Durante sus capítulos de tan solo media hora de duración —cosa que se agradece—, Cobra Kai saca tiempo para todo. Coquetea con el drama de forma escueta y correcta. Siempre se presta a regalar escenas de acción, a cada nuevo capítulo añadiéndole capas de complejidad a sus coreografías. Es realmente divertida cuando tiene que serlo, su humor se aprovecha de los tiempos que corren y, a veces, le basta con romper los cánones típicos de los ochenta. Aunque, sobre todo, algo que me encanta de ella es lo cuidadosa que llega a ser con sus guiños y referencias al pasado. Es un apartado tratado con mucho mimo que está ahí tanto para mover los engranajes de los protagonistas como para hacer las delicias a los fans de las películas. Incluso se permite honrar con respeto a uno de los pilares fundamentales de la franquicia, el señor Miyagi, tristemente fallecido en la ficción y también en la vida real —Pat Morita murió en 2005—.

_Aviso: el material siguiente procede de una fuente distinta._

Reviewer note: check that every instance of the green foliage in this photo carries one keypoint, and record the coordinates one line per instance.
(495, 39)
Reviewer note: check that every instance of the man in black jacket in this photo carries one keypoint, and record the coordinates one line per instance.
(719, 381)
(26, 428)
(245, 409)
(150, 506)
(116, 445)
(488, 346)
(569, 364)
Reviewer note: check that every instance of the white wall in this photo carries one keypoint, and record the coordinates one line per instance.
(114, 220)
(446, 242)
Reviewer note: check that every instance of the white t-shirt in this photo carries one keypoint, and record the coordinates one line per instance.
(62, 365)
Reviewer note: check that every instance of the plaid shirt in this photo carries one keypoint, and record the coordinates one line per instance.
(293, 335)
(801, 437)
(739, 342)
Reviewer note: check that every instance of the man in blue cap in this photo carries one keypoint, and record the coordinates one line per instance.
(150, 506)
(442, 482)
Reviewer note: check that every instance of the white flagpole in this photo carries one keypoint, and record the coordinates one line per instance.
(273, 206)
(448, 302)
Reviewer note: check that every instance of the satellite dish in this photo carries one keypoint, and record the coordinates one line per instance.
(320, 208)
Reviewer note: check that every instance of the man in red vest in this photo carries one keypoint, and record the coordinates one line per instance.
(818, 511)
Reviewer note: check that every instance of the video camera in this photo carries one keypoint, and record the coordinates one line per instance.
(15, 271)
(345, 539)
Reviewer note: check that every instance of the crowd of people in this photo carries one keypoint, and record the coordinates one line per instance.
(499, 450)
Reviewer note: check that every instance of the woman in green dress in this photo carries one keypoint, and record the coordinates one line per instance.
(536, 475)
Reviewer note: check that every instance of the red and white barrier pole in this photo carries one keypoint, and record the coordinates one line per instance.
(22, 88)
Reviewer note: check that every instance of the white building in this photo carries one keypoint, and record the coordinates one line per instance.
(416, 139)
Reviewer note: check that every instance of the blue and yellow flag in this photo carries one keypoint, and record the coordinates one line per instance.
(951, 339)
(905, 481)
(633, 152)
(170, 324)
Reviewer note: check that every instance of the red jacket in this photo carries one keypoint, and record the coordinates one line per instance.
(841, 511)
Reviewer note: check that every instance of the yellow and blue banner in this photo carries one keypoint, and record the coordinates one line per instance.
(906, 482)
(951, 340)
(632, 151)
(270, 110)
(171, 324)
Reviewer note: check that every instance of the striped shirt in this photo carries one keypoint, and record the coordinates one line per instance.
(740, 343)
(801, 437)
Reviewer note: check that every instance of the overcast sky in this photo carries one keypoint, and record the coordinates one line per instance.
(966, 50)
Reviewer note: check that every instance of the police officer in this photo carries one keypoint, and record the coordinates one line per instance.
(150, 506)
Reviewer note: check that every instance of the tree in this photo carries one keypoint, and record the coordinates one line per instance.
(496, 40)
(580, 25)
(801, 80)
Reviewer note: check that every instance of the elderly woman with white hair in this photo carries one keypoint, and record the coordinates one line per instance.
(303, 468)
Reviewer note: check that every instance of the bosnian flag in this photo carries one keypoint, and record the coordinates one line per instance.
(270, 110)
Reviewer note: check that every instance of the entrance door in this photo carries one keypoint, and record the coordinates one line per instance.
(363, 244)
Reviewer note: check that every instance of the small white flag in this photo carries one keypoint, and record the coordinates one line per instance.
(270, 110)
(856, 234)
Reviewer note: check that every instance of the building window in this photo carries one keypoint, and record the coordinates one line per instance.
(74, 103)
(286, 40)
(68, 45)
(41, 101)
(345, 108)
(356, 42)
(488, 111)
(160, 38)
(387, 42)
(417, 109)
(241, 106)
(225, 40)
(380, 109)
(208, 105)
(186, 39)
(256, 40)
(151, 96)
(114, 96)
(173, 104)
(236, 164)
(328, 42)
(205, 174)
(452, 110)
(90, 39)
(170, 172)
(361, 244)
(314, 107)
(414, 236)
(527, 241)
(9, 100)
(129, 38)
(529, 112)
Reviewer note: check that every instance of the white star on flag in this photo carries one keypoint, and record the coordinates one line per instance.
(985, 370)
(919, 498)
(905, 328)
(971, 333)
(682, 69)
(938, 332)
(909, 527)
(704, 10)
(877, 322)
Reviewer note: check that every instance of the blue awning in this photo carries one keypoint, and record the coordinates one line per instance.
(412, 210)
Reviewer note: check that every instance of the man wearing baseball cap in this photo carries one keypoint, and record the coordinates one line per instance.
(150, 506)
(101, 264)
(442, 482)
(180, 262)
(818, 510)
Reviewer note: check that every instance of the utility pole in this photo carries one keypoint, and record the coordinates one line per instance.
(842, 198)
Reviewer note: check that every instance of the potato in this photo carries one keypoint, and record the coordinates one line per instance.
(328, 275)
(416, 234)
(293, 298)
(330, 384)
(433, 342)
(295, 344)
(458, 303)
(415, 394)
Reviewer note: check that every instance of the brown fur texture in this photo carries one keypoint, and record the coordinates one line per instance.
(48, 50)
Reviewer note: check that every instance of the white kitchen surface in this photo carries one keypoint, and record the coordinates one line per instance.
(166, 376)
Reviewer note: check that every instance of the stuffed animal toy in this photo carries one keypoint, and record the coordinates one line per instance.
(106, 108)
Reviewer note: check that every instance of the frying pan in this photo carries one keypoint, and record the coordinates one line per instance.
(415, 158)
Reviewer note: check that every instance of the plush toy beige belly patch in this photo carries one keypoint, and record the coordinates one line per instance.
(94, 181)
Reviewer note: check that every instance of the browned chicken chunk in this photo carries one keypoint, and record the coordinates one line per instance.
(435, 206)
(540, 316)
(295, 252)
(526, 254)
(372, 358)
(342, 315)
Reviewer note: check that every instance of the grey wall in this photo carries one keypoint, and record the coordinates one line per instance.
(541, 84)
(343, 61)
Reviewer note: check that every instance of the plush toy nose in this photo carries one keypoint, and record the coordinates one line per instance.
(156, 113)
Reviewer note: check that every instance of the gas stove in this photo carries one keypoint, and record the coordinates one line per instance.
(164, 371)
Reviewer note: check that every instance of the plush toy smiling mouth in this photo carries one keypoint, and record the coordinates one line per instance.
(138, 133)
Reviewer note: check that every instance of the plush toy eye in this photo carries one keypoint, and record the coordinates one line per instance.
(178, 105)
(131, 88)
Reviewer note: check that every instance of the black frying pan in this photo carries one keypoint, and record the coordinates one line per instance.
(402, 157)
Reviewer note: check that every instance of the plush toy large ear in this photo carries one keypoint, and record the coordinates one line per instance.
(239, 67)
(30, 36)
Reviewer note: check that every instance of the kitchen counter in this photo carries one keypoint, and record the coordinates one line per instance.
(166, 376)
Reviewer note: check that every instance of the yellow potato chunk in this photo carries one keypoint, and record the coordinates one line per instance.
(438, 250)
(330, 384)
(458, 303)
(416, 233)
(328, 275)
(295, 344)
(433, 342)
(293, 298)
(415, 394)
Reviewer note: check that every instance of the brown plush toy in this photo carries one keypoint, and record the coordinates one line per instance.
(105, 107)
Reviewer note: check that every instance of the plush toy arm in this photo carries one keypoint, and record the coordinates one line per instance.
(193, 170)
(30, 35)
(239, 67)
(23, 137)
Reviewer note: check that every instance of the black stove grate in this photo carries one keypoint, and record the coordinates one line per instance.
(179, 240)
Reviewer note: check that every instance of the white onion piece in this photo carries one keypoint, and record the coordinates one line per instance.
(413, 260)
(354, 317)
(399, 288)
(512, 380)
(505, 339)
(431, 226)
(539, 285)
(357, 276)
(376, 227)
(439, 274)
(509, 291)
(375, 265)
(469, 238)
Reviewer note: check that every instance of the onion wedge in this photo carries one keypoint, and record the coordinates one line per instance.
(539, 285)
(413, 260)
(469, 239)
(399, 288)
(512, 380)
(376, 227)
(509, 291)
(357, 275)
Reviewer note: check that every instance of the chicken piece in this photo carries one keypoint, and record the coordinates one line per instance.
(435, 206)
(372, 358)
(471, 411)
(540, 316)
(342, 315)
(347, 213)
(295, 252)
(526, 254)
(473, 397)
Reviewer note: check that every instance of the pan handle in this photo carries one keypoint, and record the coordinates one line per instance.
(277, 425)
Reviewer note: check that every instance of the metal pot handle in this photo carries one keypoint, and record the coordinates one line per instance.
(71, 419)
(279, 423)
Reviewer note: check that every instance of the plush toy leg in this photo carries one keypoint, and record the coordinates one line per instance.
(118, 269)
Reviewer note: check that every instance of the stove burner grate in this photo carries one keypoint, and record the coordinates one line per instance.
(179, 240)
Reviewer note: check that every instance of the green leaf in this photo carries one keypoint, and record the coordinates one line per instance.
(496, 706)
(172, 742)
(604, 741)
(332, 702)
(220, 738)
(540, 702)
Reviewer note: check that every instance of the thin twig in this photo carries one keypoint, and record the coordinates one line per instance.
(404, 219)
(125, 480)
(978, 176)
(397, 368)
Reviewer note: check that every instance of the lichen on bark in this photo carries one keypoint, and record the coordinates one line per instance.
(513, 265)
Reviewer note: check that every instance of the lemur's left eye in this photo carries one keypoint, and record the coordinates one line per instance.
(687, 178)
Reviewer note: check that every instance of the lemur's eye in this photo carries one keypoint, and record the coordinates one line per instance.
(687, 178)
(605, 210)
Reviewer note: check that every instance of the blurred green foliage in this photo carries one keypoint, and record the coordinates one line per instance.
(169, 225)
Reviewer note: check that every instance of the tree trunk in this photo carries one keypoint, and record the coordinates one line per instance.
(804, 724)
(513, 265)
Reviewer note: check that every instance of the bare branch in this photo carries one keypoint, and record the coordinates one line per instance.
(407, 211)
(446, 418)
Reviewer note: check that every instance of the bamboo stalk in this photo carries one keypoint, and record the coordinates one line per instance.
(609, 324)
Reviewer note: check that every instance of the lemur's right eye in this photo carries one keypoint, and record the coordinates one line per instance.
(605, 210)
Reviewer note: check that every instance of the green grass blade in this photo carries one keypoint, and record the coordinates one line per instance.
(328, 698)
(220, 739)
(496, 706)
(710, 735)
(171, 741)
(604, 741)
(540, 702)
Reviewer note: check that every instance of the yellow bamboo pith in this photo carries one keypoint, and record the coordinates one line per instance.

Se podrían poner algunas pegas a Cobra Kai, no es perfecta, claro está. A veces peca un poco con sus montajes que parecen sacados como de un videoclip. O quizá para algunos puede que ciertas situaciones sean forzadas, algunas tramas juveniles sean un tanto tontas o predecibles, o se pasen con el uso de flashbacks, pero al final del día nos encontramos con una serie que tiene corazón y a la que se le pueden perdonar algunos resbalones. Además, es un gusto volver a ver a Ralph Macchio y William Zabka retomar sus papeles más emblemáticos, dan lo mejor de sí mismos y se nota, especialmente William, que demuestra que puede ser un gran actor.

Cobra Kai es heredera directa de la fiebre nostálgica. No hay duda de ello. No existiría si no fuese por los días que vivimos. Pero al contrario que tantos y tantos otros productos de su clase no se siente como algo barato, no apela solo a tus recuerdos, es algo que hay que ver para percibir. Entiende porqué un día fue un icono de sus años y cimenta a partir de ahí una nueva historia interesante para veteranos como recién llegados.

La nostalgia vende, sí, pero no podemos vivir solo del pasado.